The great void that it was to fill appeared in many ways,—among others in the fact that the botanical and chemical laboratories which it established were the only ones in the city open to women.
The trustees of Barnard, one half of whom are women, hope to find much of its usefulness in the encouragement and provision for graduate work which it will offer to the hundreds of women who are gathered in New York, in the pursuance of some profession.
VASSAR COLLEGE.
The late Matthew Vassar, “recognizing in woman the same intellectual constitution as in man,” resolved to give a fair chance to girls for a liberal education, under conditions in every way favorable to health. To this end he erected college and dormitory buildings in the midst of a lawn of two hundred acres, at Poughkeepsie, N. Y., with careful provision for pure air, good water, abundant sunshine, and good sewerage. He provided a gymnasium and provided for out of door sports. He instituted a professorship of physiology and hygiene, and made its incumbent “resident physician” and supervisor of sanitary arrangements.
In September, 1865, the institution received, upon examination, about 350 young women as students to a course of study and mode of life determined by the trustees, who believed that “the larger the stock of knowledge, and the more thorough the mental discipline a woman attains, the better she is fitted for any womanly position, and to perform any womanly duty of home and in society,” a position which the subsequent experience of this and kindred institutions has abundantly illustrated.
Up to 1890, Vassar College has conferred the degree of A.B. upon between 800 and 900 graduates.
It has included in its corps of professors several women of distinguished ability—of whom we may name the late Prof. Braislin of the department of mathematics, and the late Prof. Maria Mitchell, who had not only a national, but a European reputation, as an astronomer. From the opening of the institution till near the time of her death, in 1889, she was the head of the department of astronomy and in charge of the excellent observatory.
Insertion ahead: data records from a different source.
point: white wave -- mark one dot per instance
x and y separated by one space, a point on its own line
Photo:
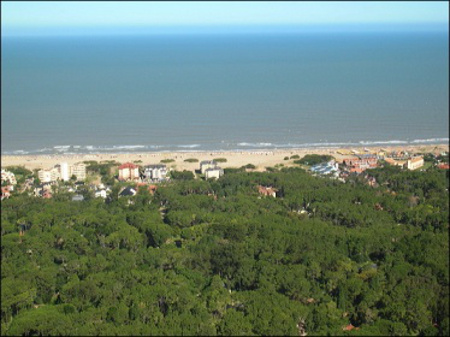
254 144
190 146
128 146
45 149
430 140
383 142
19 152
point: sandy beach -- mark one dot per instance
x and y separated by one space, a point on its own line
260 158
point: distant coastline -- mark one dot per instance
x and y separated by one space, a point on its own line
261 158
225 146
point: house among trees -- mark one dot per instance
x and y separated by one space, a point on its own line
267 191
207 164
8 177
128 171
414 163
128 192
213 172
6 191
155 173
360 165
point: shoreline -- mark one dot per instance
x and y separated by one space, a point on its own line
261 158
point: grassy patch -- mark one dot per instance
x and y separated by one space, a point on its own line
191 160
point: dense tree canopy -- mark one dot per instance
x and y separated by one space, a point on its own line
215 258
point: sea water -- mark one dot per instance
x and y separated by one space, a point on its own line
85 94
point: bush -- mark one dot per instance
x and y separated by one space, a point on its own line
185 175
313 159
249 166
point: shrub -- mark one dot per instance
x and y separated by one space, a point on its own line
313 159
249 166
165 161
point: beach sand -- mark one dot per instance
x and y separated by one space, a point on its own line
260 158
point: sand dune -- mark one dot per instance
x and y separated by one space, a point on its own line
260 158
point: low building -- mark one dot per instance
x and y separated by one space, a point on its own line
414 163
6 192
267 191
78 170
360 165
207 164
100 194
326 168
213 172
155 173
128 171
395 162
128 192
77 197
9 177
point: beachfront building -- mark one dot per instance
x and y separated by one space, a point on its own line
360 165
8 177
213 172
326 168
64 171
100 194
155 173
394 162
6 191
267 191
47 176
78 170
128 171
207 164
414 163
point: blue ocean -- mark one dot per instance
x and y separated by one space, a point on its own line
135 93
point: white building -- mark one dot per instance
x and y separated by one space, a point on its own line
213 172
9 177
78 170
46 176
128 171
100 194
64 172
414 163
155 172
207 164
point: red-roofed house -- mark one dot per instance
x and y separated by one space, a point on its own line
360 165
6 192
267 191
414 163
128 171
349 327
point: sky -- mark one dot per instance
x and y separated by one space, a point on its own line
23 17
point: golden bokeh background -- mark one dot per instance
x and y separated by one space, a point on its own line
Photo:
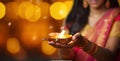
25 25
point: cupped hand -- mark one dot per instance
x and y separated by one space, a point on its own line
72 43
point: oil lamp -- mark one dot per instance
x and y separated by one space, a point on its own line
62 37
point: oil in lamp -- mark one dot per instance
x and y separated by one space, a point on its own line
62 37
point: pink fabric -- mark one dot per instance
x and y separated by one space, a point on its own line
80 55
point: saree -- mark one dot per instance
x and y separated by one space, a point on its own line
99 33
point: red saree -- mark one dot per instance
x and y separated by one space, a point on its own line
98 34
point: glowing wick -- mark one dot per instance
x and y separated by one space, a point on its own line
62 34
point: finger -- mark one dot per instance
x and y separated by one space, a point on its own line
52 43
75 36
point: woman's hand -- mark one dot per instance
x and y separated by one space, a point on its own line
75 40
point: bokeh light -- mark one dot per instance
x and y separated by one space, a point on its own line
13 45
69 5
58 10
45 8
48 49
32 13
4 34
2 10
31 34
11 8
21 8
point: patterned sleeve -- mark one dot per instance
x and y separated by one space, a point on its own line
116 27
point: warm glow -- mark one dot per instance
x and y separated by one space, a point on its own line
69 5
47 49
13 45
58 10
119 2
11 8
27 10
32 13
62 34
45 10
22 7
31 34
2 10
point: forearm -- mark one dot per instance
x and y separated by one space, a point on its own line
66 53
103 54
99 53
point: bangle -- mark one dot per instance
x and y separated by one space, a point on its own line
93 49
82 42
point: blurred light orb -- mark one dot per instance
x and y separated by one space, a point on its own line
22 7
27 10
4 34
11 8
45 10
2 10
31 34
48 49
13 45
69 5
32 13
58 10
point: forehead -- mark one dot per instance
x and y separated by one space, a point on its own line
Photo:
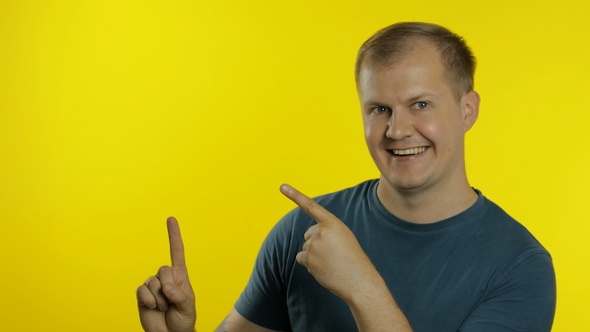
419 68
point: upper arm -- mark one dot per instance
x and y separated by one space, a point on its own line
525 301
234 322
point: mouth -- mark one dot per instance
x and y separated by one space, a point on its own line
407 152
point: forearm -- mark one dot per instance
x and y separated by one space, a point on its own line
375 309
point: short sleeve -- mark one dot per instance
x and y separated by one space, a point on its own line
523 300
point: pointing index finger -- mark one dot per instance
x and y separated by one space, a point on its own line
176 245
316 211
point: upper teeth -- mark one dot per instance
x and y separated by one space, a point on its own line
409 151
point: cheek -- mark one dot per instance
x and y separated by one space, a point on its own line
374 130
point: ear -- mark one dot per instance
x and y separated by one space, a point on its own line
470 109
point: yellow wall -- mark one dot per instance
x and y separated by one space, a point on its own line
116 114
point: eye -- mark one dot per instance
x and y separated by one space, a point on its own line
381 109
420 105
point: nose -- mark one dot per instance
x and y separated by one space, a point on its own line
400 125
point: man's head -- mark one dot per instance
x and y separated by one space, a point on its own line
395 41
417 107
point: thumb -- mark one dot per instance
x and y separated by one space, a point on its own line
177 296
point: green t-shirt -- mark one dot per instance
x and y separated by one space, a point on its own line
477 271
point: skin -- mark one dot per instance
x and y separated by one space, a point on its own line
411 104
408 104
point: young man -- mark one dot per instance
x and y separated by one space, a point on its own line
418 249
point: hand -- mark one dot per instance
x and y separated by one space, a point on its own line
166 301
331 252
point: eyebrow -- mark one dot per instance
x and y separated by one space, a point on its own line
413 99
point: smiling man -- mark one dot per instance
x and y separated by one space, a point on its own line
417 249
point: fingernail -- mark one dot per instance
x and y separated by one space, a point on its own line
169 289
285 188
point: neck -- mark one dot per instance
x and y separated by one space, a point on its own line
426 206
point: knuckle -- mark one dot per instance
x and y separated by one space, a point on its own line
163 269
309 205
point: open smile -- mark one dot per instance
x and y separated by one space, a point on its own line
407 152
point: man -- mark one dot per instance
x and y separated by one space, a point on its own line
418 249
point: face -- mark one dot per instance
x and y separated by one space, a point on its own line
414 125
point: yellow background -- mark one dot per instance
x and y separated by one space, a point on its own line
116 114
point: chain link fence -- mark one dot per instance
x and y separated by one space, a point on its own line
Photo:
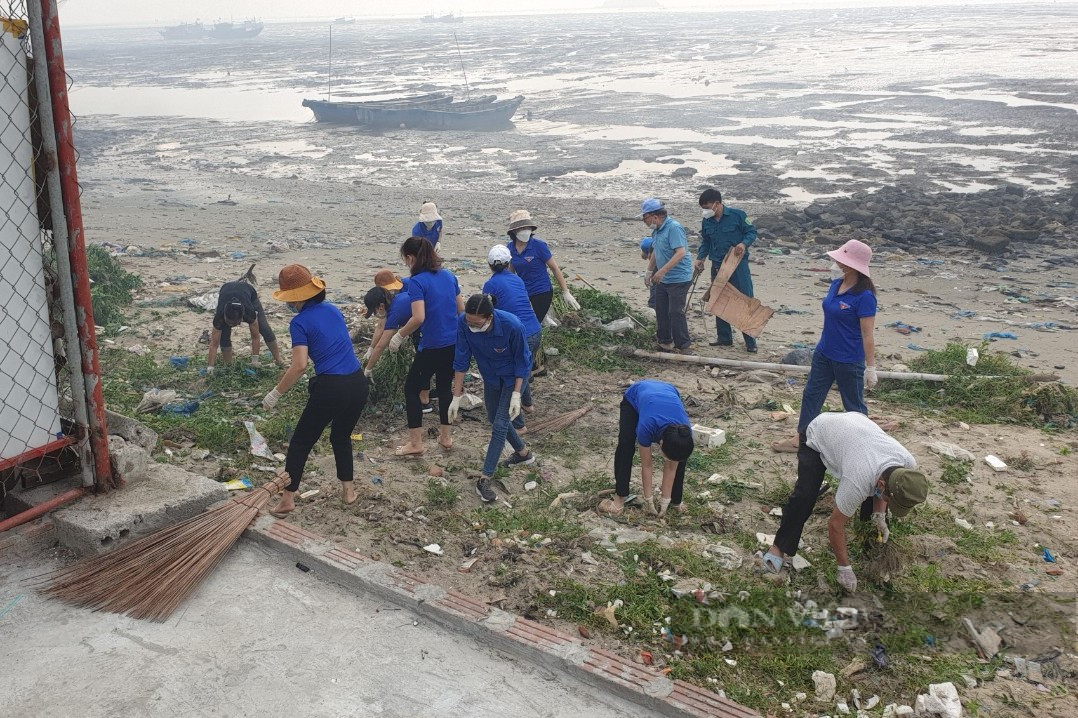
37 440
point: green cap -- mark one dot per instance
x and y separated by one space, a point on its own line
906 488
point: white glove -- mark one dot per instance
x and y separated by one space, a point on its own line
880 521
271 400
455 409
846 579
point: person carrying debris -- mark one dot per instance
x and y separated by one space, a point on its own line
721 230
509 294
845 354
651 413
495 339
238 303
874 472
436 303
391 305
530 258
429 225
337 392
671 270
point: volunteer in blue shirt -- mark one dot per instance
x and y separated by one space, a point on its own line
724 229
646 249
429 225
845 354
511 295
335 395
436 303
651 413
530 259
671 268
495 339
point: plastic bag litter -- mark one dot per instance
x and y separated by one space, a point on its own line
259 445
154 399
207 302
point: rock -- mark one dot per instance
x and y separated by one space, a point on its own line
825 686
940 702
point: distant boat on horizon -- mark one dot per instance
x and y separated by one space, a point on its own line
442 18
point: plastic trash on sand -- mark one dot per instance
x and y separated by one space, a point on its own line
259 445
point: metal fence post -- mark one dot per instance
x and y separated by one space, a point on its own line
80 276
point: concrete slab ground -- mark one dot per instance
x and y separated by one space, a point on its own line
262 638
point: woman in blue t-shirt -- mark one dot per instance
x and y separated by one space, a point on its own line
436 304
651 413
531 258
336 392
845 354
429 225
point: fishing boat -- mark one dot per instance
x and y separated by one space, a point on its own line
441 18
183 31
243 30
344 113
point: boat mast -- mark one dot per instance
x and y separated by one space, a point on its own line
460 57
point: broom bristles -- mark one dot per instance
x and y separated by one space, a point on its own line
150 577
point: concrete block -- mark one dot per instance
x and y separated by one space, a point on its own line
129 460
707 438
165 496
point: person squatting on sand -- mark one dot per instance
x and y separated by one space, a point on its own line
336 394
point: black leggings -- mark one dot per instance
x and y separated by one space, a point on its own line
799 507
626 449
540 304
427 363
336 400
264 329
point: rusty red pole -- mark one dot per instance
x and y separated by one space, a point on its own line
77 246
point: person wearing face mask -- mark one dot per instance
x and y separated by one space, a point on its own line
845 354
495 340
429 225
651 413
669 267
335 395
531 258
874 472
721 230
436 303
510 294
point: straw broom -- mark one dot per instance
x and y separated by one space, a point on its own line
150 577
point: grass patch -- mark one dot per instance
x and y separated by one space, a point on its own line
995 391
111 287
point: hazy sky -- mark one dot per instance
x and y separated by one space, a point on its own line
152 12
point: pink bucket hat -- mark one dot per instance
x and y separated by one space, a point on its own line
855 254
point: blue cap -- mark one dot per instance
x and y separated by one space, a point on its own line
650 205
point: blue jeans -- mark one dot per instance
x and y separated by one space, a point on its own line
821 375
497 391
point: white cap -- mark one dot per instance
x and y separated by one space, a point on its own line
498 254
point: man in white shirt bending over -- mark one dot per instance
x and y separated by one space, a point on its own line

Three women are serving on the Vassar board of trustees, and three on standing committees.
SMITH COLLEGE.
Smith College was founded in Northampton, Mass., by Miss Sophia Smith, of the neighboring town of Hatfield. Finding herself in possession of a large fortune to dispose of she took counsel with her pastor, Dr. John M. Green, as to the best use to make of it. He conferred, in her behalf, with the leading representatives of education, and the general opinion of the time was voiced by Dr. Edward Hitchcock. When Dr. Green asked him, in 1861, “Would you dare to endow a college for women?” he said, “No! The matter of woman’s higher education is still an experiment.” Prudence seemed to compel further deliberation. Strong efforts were made to secure the fund for established colleges, and other schemes of beneficence were considered, but by 1868 Miss Smith and Dr. Green, to whom she had continuously turned for counsel, had come to the conviction that in no other way could the money be so well invested for the benefit of human kind, as in founding a college which should give young women opportunities for education equal to those which established colleges offered to young men. The plan was at once developed, and the college at Northampton is to-day Miss Smith’s noble monument.
Its high aim has been well sustained, and more than five hundred students are named in the Annual Report of 1889.